Bill Prentice of the ADA thinks the midlevel provider debate is a distraction:
If [policymakers] think there's a cheap solution out there, they'll take it. I think this thought that "if we just pass laws creating these mid-level providers, the access to care problem's going to go away" is a myth. Whether it's for a dental health aide therapist or a dentist—there has to be the funding there to assure that people get care. If you give lawmakers and policy-makers the out, they're less likely to do the hard drudgery of actually finding the money to improve the system overall. We've seen how hard it is to get state legislatures to increase funding for Medicaid. That's hard work. It's much easier to just pass a law creating a new provider and have a press conference announcing you've just solved the problem.
Dentists will point out that although dental costs represent a small percentage of health costs overall, a failure to address dental problems can lead to other health problems that can be very expensive to treat. The Deamonte Driver tragedy is a case in point: Because he couldn't get an $80 tooth extraction, the 12-year-old's treatment—which included emergency brain surgery, two weeks in D.C.'s Children's Hospital, and six weeks of physical and occupational therapy—cost the state of Maryland $250,000. And then Deamonte died. In 2008, an analysis of five years of health claims data performed by the University of Michigan School of Dentistry and the Blue Cross Blue Shield Foundation of Michigan found that for people with diabetes, regular periodontal services could lower overall medical and pharmacy costs by more than 10 percent and that diabetes-related medical costs could be lowered by as much as 19 percent. Perhaps health reform's current focus on containing costs and avoiding wasteful health care spending will end the senseless separation of diseases of the mouth from diseases of the rest of the body.

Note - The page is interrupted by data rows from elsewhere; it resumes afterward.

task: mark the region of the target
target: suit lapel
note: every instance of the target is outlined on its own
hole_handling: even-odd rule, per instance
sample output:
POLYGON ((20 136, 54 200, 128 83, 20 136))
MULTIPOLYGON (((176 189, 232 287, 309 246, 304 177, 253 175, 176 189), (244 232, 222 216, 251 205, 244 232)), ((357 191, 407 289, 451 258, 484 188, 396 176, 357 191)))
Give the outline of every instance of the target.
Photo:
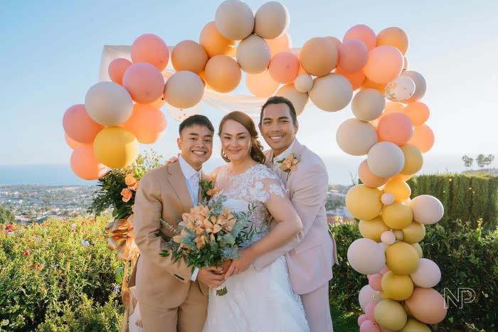
POLYGON ((168 165, 168 181, 171 185, 178 196, 180 203, 185 211, 189 211, 192 208, 192 199, 189 194, 186 188, 184 173, 181 172, 179 163, 174 163, 168 165))

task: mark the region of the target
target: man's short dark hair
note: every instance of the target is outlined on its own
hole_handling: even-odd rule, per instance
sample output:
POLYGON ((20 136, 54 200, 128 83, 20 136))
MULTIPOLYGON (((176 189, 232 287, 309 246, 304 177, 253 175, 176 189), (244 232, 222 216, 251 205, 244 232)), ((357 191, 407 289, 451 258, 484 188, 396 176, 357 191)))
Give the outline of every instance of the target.
POLYGON ((209 121, 209 119, 208 119, 204 115, 194 114, 187 117, 181 122, 179 128, 179 133, 180 134, 180 135, 181 135, 181 132, 185 128, 188 128, 196 124, 198 124, 199 126, 204 126, 210 131, 214 132, 214 127, 213 127, 213 124, 211 123, 211 122, 209 121))
POLYGON ((265 110, 265 107, 270 104, 287 104, 289 107, 289 110, 290 113, 290 117, 292 118, 292 123, 295 126, 297 122, 297 115, 296 114, 296 109, 294 108, 292 102, 285 98, 285 97, 280 96, 273 96, 268 98, 268 100, 261 107, 261 113, 260 113, 260 123, 263 122, 263 112, 265 110))

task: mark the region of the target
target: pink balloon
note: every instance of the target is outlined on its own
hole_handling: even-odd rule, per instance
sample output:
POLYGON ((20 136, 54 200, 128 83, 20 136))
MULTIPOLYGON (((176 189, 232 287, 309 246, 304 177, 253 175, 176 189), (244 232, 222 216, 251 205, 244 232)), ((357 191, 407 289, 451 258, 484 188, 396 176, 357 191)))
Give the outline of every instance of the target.
POLYGON ((120 85, 123 85, 123 75, 132 62, 123 58, 117 58, 109 64, 107 72, 111 80, 120 85))
POLYGON ((156 67, 147 63, 130 65, 123 75, 123 87, 140 104, 155 102, 163 93, 164 79, 156 67))
POLYGON ((382 290, 382 286, 381 284, 381 281, 382 280, 382 274, 377 273, 374 274, 369 279, 369 284, 372 288, 372 289, 381 291, 382 290))
POLYGON ((369 50, 365 43, 358 39, 344 41, 338 48, 337 66, 348 73, 361 70, 369 60, 369 50))
POLYGON ((159 36, 146 33, 138 37, 132 45, 133 63, 149 63, 159 70, 166 68, 169 60, 169 50, 159 36))
POLYGON ((413 123, 408 115, 390 113, 378 122, 378 141, 391 141, 401 146, 410 141, 413 136, 413 123))
POLYGON ((297 56, 290 51, 279 52, 270 62, 268 70, 273 80, 282 84, 292 83, 299 73, 297 56))
POLYGON ((83 104, 73 105, 63 117, 63 127, 68 136, 80 143, 92 143, 104 126, 90 117, 83 104))
POLYGON ((342 38, 342 43, 350 39, 361 41, 369 50, 371 50, 377 45, 377 36, 375 32, 364 24, 354 26, 348 30, 344 35, 344 38, 342 38))
POLYGON ((365 321, 360 325, 360 332, 380 332, 376 323, 372 321, 365 321))

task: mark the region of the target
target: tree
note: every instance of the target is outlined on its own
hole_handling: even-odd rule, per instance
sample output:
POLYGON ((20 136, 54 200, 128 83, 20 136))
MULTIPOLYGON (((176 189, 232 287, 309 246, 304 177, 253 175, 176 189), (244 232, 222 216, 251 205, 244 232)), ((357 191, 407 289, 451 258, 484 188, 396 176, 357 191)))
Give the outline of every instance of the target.
POLYGON ((472 159, 467 155, 465 155, 464 156, 462 156, 462 160, 463 161, 463 164, 465 164, 465 167, 467 167, 467 168, 469 167, 472 167, 472 163, 474 162, 474 159, 472 159))

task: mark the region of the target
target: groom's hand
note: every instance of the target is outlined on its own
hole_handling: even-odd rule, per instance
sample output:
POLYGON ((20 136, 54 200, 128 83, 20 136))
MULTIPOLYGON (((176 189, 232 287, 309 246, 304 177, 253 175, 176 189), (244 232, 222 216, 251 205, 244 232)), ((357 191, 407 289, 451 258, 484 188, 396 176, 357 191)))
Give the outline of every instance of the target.
POLYGON ((197 274, 197 279, 204 284, 209 288, 216 288, 221 286, 225 282, 225 278, 223 274, 219 274, 216 272, 220 272, 221 267, 201 267, 199 269, 197 274))

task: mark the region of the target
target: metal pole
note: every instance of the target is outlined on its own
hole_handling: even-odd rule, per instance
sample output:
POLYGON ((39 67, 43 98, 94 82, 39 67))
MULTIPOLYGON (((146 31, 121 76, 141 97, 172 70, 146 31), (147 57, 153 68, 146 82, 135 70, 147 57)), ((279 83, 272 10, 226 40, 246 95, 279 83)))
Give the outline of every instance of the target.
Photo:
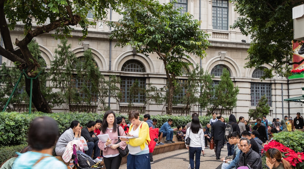
POLYGON ((17 88, 17 86, 18 86, 18 85, 19 84, 19 82, 20 82, 20 80, 21 80, 21 78, 22 77, 22 76, 23 75, 23 73, 21 73, 21 75, 20 75, 20 77, 19 77, 19 79, 18 79, 18 81, 17 81, 17 83, 16 85, 15 85, 15 87, 14 88, 14 89, 13 90, 13 91, 12 92, 12 94, 11 94, 11 95, 9 96, 9 100, 7 100, 7 101, 6 102, 6 104, 5 104, 5 106, 4 106, 4 108, 3 108, 3 110, 2 111, 2 112, 5 111, 5 109, 6 109, 6 107, 7 107, 7 105, 9 105, 9 101, 11 100, 11 99, 12 98, 12 97, 13 96, 13 94, 14 94, 14 92, 15 92, 15 91, 16 90, 16 89, 17 88))

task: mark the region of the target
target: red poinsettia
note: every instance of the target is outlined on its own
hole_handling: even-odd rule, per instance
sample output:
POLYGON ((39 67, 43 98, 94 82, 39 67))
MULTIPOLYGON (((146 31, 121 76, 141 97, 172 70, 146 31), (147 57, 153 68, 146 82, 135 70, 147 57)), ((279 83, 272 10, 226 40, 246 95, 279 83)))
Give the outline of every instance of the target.
POLYGON ((294 75, 295 74, 300 74, 302 72, 304 71, 304 69, 292 69, 292 70, 291 70, 291 71, 293 75, 294 75))
POLYGON ((264 149, 262 150, 263 153, 265 153, 269 148, 277 148, 283 153, 284 154, 284 159, 288 161, 292 166, 296 167, 297 164, 304 162, 304 153, 296 153, 294 150, 274 140, 264 145, 264 149))

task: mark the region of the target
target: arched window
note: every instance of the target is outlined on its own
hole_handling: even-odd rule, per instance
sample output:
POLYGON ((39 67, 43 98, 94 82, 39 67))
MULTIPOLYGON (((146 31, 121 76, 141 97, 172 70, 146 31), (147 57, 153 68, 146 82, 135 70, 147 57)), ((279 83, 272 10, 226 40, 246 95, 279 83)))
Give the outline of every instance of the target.
MULTIPOLYGON (((253 71, 251 77, 253 78, 260 78, 265 74, 263 70, 264 68, 256 69, 253 71)), ((250 85, 251 106, 255 106, 262 96, 265 95, 268 99, 267 103, 271 106, 271 84, 268 83, 251 83, 250 85)))
MULTIPOLYGON (((142 63, 135 60, 129 60, 123 65, 121 71, 126 72, 144 73, 146 69, 142 63)), ((145 94, 143 90, 146 88, 146 78, 134 76, 121 77, 120 90, 123 93, 121 101, 128 103, 144 102, 145 94)))
MULTIPOLYGON (((78 58, 78 59, 77 61, 73 62, 72 64, 72 66, 75 69, 76 68, 77 66, 79 66, 80 68, 82 70, 84 68, 86 62, 87 61, 86 61, 85 58, 83 56, 78 58)), ((97 64, 96 61, 94 60, 92 61, 93 61, 93 64, 95 67, 97 67, 97 64)), ((98 94, 97 93, 92 91, 92 90, 91 89, 92 86, 91 81, 89 80, 89 78, 85 78, 83 76, 80 76, 79 75, 73 74, 70 86, 71 88, 77 89, 77 93, 79 94, 79 96, 82 99, 91 98, 91 102, 97 103, 98 102, 98 94), (84 91, 84 89, 86 88, 89 89, 90 93, 85 92, 84 91), (88 94, 90 94, 90 97, 89 97, 88 94)))
MULTIPOLYGON (((212 68, 211 72, 210 73, 210 75, 214 75, 215 76, 220 76, 223 74, 223 69, 224 68, 226 68, 227 70, 229 71, 229 70, 225 66, 221 65, 218 65, 212 68)), ((231 76, 231 74, 230 73, 230 71, 229 71, 229 75, 231 76)))

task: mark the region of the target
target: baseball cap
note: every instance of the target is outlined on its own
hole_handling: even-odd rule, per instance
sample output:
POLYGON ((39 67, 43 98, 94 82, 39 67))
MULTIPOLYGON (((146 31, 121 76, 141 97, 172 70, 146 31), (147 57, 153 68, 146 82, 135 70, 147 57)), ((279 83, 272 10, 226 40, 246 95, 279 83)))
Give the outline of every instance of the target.
POLYGON ((253 130, 251 131, 251 133, 253 134, 254 134, 255 137, 257 137, 257 136, 260 135, 260 133, 259 133, 259 132, 256 130, 253 130))

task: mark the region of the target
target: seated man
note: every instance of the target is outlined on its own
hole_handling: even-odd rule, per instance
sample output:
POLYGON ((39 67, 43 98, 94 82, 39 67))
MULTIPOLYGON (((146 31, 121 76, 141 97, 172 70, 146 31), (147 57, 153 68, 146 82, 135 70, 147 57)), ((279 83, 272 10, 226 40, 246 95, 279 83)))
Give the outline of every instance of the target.
POLYGON ((81 131, 81 136, 84 138, 87 141, 88 147, 89 148, 89 149, 86 152, 86 154, 91 157, 94 150, 93 159, 97 162, 102 161, 102 160, 101 158, 99 158, 100 149, 98 147, 98 145, 99 139, 94 133, 96 124, 96 123, 94 121, 89 121, 87 124, 87 127, 84 128, 81 131))
POLYGON ((127 133, 129 132, 129 126, 126 123, 126 118, 121 116, 121 118, 123 119, 123 121, 122 121, 121 124, 120 124, 120 126, 123 127, 123 130, 125 131, 125 133, 126 134, 127 134, 127 133))
POLYGON ((177 130, 177 128, 171 128, 171 125, 172 124, 173 122, 173 121, 172 119, 169 119, 168 121, 164 123, 163 125, 161 126, 161 127, 159 130, 160 131, 163 133, 164 135, 164 137, 166 137, 165 143, 172 143, 175 142, 175 141, 172 140, 173 139, 173 131, 177 130))
MULTIPOLYGON (((152 121, 153 121, 153 128, 155 128, 155 125, 157 124, 157 119, 156 118, 154 118, 152 121)), ((159 131, 159 130, 158 130, 158 141, 159 141, 158 142, 158 144, 156 144, 156 145, 158 145, 158 144, 163 145, 164 144, 161 142, 161 139, 162 138, 163 133, 159 131)))
POLYGON ((236 165, 240 154, 239 153, 240 150, 239 149, 237 144, 240 138, 240 134, 238 131, 234 131, 228 136, 229 144, 234 146, 233 148, 234 151, 233 155, 227 156, 221 159, 221 161, 224 162, 222 165, 222 169, 231 169, 236 165))
POLYGON ((235 168, 248 165, 253 169, 262 168, 261 156, 250 148, 250 141, 247 138, 242 138, 240 140, 240 145, 242 153, 240 155, 239 163, 235 168))

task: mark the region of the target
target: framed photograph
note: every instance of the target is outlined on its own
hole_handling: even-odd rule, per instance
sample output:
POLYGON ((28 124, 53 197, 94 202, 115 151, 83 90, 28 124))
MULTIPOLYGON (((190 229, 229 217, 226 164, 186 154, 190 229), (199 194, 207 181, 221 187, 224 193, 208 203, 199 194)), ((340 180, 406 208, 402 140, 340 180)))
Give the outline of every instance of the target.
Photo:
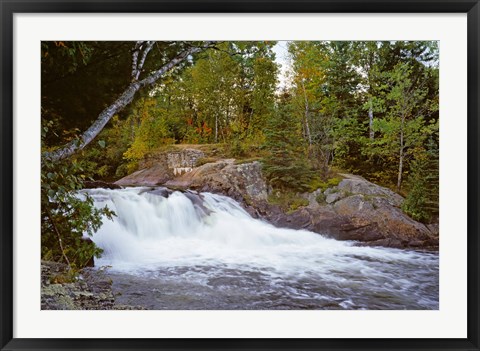
POLYGON ((1 349, 480 349, 479 17, 1 0, 1 349))

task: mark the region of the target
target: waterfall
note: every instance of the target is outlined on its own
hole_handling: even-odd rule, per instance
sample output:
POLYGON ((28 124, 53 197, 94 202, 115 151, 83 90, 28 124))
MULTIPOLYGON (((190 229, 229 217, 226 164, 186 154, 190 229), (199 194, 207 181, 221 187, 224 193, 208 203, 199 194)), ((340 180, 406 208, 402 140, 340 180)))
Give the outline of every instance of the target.
POLYGON ((172 294, 178 289, 171 284, 183 284, 183 293, 214 294, 212 308, 295 308, 299 301, 299 308, 438 308, 437 254, 276 228, 216 194, 162 188, 86 192, 96 206, 117 215, 104 219, 92 238, 104 250, 96 265, 128 274, 136 284, 161 281, 155 289, 171 288, 172 294), (223 305, 240 292, 244 304, 223 305))

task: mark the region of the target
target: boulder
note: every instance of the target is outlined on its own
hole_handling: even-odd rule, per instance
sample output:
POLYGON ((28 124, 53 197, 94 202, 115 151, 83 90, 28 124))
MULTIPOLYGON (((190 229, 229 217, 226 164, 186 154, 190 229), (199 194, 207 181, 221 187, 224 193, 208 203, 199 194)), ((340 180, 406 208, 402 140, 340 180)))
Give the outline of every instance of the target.
MULTIPOLYGON (((344 179, 337 186, 303 194, 308 206, 285 212, 268 203, 269 189, 260 162, 236 164, 233 159, 222 159, 177 176, 164 176, 166 170, 156 167, 160 166, 134 173, 140 181, 137 185, 164 182, 172 189, 223 194, 241 202, 253 217, 337 240, 395 248, 438 248, 438 227, 414 221, 401 210, 402 196, 360 176, 341 174, 344 179), (318 203, 320 195, 324 201, 318 203)), ((125 184, 127 178, 117 184, 125 184)))
POLYGON ((99 180, 85 180, 83 182, 83 186, 86 189, 97 189, 97 188, 102 188, 102 189, 121 189, 122 187, 119 184, 115 183, 107 183, 107 182, 102 182, 99 180))
POLYGON ((235 164, 233 159, 207 163, 165 183, 167 187, 195 189, 230 196, 247 205, 267 200, 260 162, 235 164))

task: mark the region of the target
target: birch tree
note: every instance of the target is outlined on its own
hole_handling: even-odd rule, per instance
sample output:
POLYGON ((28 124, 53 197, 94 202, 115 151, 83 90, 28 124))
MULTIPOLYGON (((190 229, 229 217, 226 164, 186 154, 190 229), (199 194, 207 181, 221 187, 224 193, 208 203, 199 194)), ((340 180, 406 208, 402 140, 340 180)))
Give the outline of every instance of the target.
POLYGON ((197 46, 186 46, 174 58, 167 63, 162 64, 157 69, 144 75, 144 67, 148 55, 151 52, 154 41, 137 41, 132 50, 132 68, 130 74, 130 83, 127 88, 108 105, 100 114, 92 125, 85 130, 77 139, 72 140, 66 145, 43 154, 44 157, 51 161, 59 161, 72 156, 75 152, 85 148, 95 137, 102 131, 110 119, 129 105, 137 92, 143 88, 151 87, 166 73, 173 68, 189 59, 192 55, 211 48, 215 45, 212 41, 203 42, 197 46))

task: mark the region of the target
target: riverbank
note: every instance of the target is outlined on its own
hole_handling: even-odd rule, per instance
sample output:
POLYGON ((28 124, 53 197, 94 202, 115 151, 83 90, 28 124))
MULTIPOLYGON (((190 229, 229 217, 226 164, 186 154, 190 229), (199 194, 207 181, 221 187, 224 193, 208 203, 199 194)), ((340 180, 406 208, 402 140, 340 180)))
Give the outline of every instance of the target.
POLYGON ((116 303, 112 280, 101 269, 84 268, 69 273, 63 263, 41 262, 42 310, 142 310, 116 303))

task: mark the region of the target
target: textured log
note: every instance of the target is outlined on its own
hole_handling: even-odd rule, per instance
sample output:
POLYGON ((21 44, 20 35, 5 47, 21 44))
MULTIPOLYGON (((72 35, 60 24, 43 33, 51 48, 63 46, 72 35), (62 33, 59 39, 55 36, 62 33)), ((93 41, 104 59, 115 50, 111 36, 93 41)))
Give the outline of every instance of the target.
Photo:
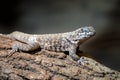
POLYGON ((46 50, 16 52, 6 57, 15 40, 0 37, 0 80, 120 80, 120 72, 81 56, 46 50))

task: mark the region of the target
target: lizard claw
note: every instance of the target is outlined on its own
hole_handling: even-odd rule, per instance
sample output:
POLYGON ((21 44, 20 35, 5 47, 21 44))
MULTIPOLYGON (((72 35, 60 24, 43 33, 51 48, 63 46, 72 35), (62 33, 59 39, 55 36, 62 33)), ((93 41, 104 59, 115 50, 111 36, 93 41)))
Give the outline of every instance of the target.
POLYGON ((15 52, 16 50, 11 50, 6 57, 7 58, 11 57, 15 52))

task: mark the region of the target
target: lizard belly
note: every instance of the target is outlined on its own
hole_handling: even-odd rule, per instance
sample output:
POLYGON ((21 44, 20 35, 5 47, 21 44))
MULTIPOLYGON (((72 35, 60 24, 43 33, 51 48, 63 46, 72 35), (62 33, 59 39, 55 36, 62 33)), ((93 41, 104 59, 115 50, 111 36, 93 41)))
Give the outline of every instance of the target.
POLYGON ((56 52, 64 52, 66 51, 65 41, 62 40, 54 40, 54 41, 47 41, 44 44, 44 49, 56 52))

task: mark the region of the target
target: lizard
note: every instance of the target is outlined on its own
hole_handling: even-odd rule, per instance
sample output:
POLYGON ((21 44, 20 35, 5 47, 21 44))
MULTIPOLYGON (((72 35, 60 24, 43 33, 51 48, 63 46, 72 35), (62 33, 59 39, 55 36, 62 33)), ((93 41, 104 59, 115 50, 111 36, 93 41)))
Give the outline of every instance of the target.
POLYGON ((0 34, 0 36, 8 37, 19 41, 12 45, 9 54, 13 54, 18 50, 34 51, 38 48, 55 52, 69 52, 69 56, 77 61, 79 56, 76 54, 79 46, 86 40, 94 36, 96 33, 92 26, 78 28, 71 32, 55 33, 55 34, 27 34, 14 31, 10 34, 0 34))

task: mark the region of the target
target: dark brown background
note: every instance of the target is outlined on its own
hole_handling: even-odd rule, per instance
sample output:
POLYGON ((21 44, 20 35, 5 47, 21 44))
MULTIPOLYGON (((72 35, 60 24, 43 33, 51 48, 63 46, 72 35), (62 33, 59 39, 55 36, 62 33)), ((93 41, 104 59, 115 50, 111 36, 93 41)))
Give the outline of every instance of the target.
POLYGON ((81 49, 120 70, 120 0, 0 1, 0 33, 57 33, 89 25, 97 34, 81 49))

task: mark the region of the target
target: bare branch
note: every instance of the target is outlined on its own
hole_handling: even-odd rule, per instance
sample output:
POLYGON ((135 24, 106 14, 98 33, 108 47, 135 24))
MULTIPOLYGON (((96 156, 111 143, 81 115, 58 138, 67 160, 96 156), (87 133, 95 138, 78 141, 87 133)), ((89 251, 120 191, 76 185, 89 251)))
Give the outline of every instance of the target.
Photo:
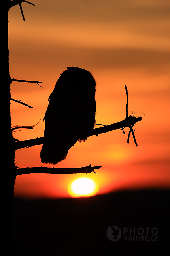
POLYGON ((23 19, 24 20, 24 21, 25 20, 25 18, 24 17, 24 13, 23 13, 23 9, 22 9, 21 2, 22 2, 21 3, 19 3, 19 7, 20 8, 21 12, 21 13, 23 19))
POLYGON ((95 169, 102 166, 87 166, 81 168, 47 168, 46 167, 33 167, 17 169, 16 175, 30 174, 30 173, 48 173, 49 174, 75 174, 77 173, 90 173, 95 169))
POLYGON ((11 131, 13 131, 14 130, 16 130, 16 129, 33 129, 33 127, 30 127, 30 126, 19 126, 18 125, 16 125, 16 127, 14 127, 13 128, 11 128, 11 131))
POLYGON ((28 1, 25 1, 24 0, 23 0, 23 1, 21 1, 21 0, 13 0, 12 1, 8 1, 8 11, 11 7, 15 6, 15 5, 17 5, 19 4, 21 4, 22 2, 25 2, 26 3, 28 3, 28 4, 32 4, 32 5, 35 6, 35 4, 32 4, 32 3, 30 3, 30 2, 28 2, 28 1))
POLYGON ((127 95, 127 104, 126 106, 126 118, 128 117, 128 92, 127 91, 127 86, 126 85, 125 85, 125 87, 126 90, 126 94, 127 95))
POLYGON ((29 125, 29 126, 26 126, 25 125, 15 125, 15 126, 13 126, 11 127, 11 131, 13 131, 14 130, 16 130, 16 129, 21 129, 21 128, 25 128, 26 129, 33 129, 33 127, 36 125, 37 125, 38 124, 38 123, 39 123, 41 121, 41 119, 40 120, 36 123, 36 125, 29 125))
POLYGON ((12 99, 11 98, 10 98, 11 100, 12 100, 13 101, 15 101, 16 102, 18 102, 18 103, 20 103, 20 104, 22 104, 22 105, 24 105, 25 106, 26 106, 27 107, 28 107, 28 108, 32 108, 33 107, 31 107, 31 106, 30 106, 29 105, 28 105, 27 104, 26 104, 25 103, 24 103, 24 102, 22 102, 21 101, 21 100, 14 100, 14 99, 12 99))
MULTIPOLYGON (((111 131, 122 129, 126 127, 129 127, 134 125, 137 122, 139 122, 142 119, 142 117, 136 117, 130 115, 125 120, 116 123, 111 125, 106 125, 104 127, 93 129, 89 135, 88 137, 93 135, 98 136, 99 134, 105 133, 111 131)), ((22 141, 15 143, 15 149, 19 149, 23 148, 32 147, 36 145, 42 145, 44 143, 44 137, 36 138, 30 140, 22 141)))
POLYGON ((39 83, 42 83, 42 82, 39 82, 38 81, 34 81, 32 80, 21 80, 17 79, 14 79, 14 78, 13 78, 11 80, 12 81, 13 81, 14 82, 23 82, 23 83, 36 83, 38 84, 38 85, 40 85, 40 86, 42 88, 42 86, 39 85, 39 83))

Or maybe not. A nation that is only now beginning to focus on extending health care to the uninsured is almost certainly decades away from taking the necessary steps to ensure healthy teeth for all.
Correction, Sept. 30, 2009: This piece originally used an inaccurate description of the chart. It shows the overall consumer price index compared to the dental and medical indexes, not inflation rates. We have also corrected the title of the chart. (Return to the corrected sentence.)